# My journey continues...Sage Oracle



## itn (Jul 6, 2008)

So having a whirlwind last 48 hours whereby I sold my Compak K6 grinder via gumtree and I dropped off my modded Gaggia Classic to a fellow member on route to collect my new machine: a Sage Oracle. Total investment in new machine £60. Bargain.

It was in very good condition, apart from a bit of scuffs from general use. A good clean and a black sharpie to sort edges out.

The plan is to stick to it as is and get used to it, and maybe get the wife confident in using it also.

I cant be more pleased as i can venture into a dual boiler set up, and a auto steam wand.

Kindest

Mohammad


----------



## NickR (Jul 1, 2011)

£60!!! That has to be the most cost effective upgrade, ever.


----------



## itn (Jul 6, 2008)

NickR said:


> £60!!! That has to be the most cost effective upgrade, ever.


I agree, all happened within 48 hours, sold grinder via gumtree, then sold my gaggia on here, delivered gaggia and collected the oracle in one journey to amd from.. crazy saturday it was.


----------



## adamr100 (Apr 30, 2012)

Great machine for £60. That's unreal.

The automagical milk function looks really interesting. I've had a play with one before but I'd love to hear your thoughts/results.


----------



## itn (Jul 6, 2008)

adamr100 said:


> Great machine for £60. That's unreal.
> 
> The automagical milk function looks really interesting. I've had a play with one before but I'd love to hear your thoughts/results.


Cost 375 but topped up 60 on top of what i got for my gaggia and grinder.

So far the auto frother is a revelation. Ive mainly ysed almond milk and used full fat milk also. Does what it says on the tin, silky textured milk.

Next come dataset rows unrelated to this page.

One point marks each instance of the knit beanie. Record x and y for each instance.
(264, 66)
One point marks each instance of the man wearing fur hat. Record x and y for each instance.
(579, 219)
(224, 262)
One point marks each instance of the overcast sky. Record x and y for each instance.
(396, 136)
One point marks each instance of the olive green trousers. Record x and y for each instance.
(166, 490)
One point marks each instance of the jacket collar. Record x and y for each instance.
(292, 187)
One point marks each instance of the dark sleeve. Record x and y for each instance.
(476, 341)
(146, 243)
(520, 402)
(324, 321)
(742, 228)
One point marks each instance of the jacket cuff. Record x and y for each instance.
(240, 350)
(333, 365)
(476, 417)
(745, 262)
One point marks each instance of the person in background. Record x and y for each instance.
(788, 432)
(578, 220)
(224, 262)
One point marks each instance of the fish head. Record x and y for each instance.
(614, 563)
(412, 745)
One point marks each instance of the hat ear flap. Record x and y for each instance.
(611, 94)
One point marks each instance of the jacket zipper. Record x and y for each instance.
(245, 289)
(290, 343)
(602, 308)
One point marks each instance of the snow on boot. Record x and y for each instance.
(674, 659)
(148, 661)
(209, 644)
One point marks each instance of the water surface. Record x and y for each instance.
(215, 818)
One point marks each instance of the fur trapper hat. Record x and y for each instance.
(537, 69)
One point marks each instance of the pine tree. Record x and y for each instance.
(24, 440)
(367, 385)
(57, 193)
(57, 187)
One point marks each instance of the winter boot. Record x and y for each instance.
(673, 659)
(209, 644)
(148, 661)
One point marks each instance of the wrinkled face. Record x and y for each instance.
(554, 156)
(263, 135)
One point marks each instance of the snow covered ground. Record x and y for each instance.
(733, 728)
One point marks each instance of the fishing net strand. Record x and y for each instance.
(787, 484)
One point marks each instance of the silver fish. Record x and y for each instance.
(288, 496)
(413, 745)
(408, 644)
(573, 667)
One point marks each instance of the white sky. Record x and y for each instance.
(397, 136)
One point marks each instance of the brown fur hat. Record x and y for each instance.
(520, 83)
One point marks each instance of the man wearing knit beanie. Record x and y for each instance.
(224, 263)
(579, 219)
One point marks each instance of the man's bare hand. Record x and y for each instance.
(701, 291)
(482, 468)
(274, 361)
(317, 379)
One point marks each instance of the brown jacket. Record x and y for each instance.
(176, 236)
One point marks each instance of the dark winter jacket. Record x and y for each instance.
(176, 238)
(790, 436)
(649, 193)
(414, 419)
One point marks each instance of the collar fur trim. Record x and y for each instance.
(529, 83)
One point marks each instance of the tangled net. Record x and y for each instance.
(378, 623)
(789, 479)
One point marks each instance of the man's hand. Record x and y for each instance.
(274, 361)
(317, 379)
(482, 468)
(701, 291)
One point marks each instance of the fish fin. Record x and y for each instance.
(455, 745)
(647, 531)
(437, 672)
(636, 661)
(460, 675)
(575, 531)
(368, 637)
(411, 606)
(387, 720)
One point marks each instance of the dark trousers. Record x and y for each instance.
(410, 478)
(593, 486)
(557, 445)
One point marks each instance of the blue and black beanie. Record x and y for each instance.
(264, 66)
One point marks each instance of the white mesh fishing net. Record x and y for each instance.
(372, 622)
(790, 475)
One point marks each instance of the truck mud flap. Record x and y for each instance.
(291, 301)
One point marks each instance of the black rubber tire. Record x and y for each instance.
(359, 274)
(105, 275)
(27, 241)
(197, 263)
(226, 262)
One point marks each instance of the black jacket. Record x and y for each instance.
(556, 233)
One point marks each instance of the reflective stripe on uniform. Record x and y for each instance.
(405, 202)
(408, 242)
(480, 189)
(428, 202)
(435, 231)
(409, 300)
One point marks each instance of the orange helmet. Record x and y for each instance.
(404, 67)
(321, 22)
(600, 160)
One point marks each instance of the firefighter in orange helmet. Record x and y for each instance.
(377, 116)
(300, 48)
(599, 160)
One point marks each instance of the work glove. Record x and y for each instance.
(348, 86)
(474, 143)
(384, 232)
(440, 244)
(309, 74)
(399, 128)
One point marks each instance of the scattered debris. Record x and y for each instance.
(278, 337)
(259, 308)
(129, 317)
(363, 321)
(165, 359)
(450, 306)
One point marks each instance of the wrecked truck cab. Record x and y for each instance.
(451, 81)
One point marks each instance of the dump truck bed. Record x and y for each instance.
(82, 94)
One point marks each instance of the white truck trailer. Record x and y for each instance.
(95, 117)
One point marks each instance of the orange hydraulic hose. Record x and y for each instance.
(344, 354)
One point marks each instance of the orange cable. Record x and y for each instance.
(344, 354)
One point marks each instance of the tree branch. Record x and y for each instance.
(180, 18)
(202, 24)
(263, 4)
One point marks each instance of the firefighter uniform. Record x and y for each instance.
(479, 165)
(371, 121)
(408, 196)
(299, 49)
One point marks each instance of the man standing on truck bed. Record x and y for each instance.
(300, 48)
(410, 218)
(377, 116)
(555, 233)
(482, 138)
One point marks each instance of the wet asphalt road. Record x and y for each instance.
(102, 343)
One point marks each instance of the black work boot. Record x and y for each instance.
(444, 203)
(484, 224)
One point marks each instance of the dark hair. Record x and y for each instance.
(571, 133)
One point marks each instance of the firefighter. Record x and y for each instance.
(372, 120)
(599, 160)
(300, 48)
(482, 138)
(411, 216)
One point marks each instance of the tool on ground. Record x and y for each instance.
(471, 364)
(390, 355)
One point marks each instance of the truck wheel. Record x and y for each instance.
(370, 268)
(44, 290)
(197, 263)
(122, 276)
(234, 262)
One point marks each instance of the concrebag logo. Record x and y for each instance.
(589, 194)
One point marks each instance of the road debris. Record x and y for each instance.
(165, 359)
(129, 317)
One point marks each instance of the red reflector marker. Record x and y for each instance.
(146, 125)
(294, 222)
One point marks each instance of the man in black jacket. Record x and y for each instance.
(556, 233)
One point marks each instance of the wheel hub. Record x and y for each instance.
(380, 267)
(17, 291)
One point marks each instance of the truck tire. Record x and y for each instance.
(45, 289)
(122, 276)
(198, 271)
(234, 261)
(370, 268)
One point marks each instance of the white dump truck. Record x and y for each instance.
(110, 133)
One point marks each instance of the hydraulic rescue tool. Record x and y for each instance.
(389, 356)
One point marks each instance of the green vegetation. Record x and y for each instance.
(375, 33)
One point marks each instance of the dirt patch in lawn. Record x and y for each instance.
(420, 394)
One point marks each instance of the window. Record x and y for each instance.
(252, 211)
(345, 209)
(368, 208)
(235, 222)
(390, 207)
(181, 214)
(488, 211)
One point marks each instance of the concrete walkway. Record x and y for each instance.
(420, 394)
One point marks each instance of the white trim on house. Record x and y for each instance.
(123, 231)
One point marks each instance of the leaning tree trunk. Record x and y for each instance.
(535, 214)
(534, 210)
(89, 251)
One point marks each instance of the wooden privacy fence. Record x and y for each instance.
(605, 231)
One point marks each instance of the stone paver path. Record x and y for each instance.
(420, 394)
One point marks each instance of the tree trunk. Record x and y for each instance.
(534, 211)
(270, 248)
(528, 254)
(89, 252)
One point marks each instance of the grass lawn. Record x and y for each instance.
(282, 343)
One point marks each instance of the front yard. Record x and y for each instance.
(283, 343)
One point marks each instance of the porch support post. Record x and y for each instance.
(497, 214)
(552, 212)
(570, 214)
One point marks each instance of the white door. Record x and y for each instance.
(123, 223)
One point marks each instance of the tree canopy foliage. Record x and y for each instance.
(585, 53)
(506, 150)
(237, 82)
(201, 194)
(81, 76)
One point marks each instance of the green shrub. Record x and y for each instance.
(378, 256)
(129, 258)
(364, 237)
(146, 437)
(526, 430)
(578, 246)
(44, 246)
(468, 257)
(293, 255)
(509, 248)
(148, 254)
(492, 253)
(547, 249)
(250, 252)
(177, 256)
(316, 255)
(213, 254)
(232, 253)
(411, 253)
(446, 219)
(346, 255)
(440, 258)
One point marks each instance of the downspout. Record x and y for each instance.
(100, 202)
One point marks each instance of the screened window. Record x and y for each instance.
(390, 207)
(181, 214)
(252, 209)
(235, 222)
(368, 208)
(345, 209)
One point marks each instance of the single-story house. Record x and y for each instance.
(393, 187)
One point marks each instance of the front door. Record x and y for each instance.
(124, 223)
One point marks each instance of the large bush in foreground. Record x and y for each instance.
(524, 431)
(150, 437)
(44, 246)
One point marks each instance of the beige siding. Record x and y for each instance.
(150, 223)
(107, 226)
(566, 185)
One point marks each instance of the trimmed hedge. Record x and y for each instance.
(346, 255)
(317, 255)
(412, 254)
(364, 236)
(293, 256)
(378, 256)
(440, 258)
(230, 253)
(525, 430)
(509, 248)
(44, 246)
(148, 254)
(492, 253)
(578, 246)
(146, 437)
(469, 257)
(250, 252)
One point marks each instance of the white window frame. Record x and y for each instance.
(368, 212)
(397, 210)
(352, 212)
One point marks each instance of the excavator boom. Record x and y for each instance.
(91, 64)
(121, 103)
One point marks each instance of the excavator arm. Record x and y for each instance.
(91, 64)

I can see why the machine is priced what it is new, alot if functions. Yes the grinder is the weak point but im no expert and does the job for me.

Mo


----------



## Tlong (Apr 1, 2019)

How have you been getting on with it so far? Really interested in picking one up if ever possible


----------



## itn (Jul 6, 2008)

Tlong said:


> How have you been getting on with it so far? Really interested in picking one up if ever possible


Hi,

Loving it so far.

Ive messed up @ronsil settings somehow so had a slight issue with the auto tamping.

Resolved as I reset the machine, and changed one of the tamping parameters.

You must bear in mind you cannot amend the dose, unless you start messing with the internals which at this stage i dont want to do.

My dose was 24g, but after resetting its down to 22g.

Steam wand is awesome and literally leave it to itself to do its thing.

Mo


----------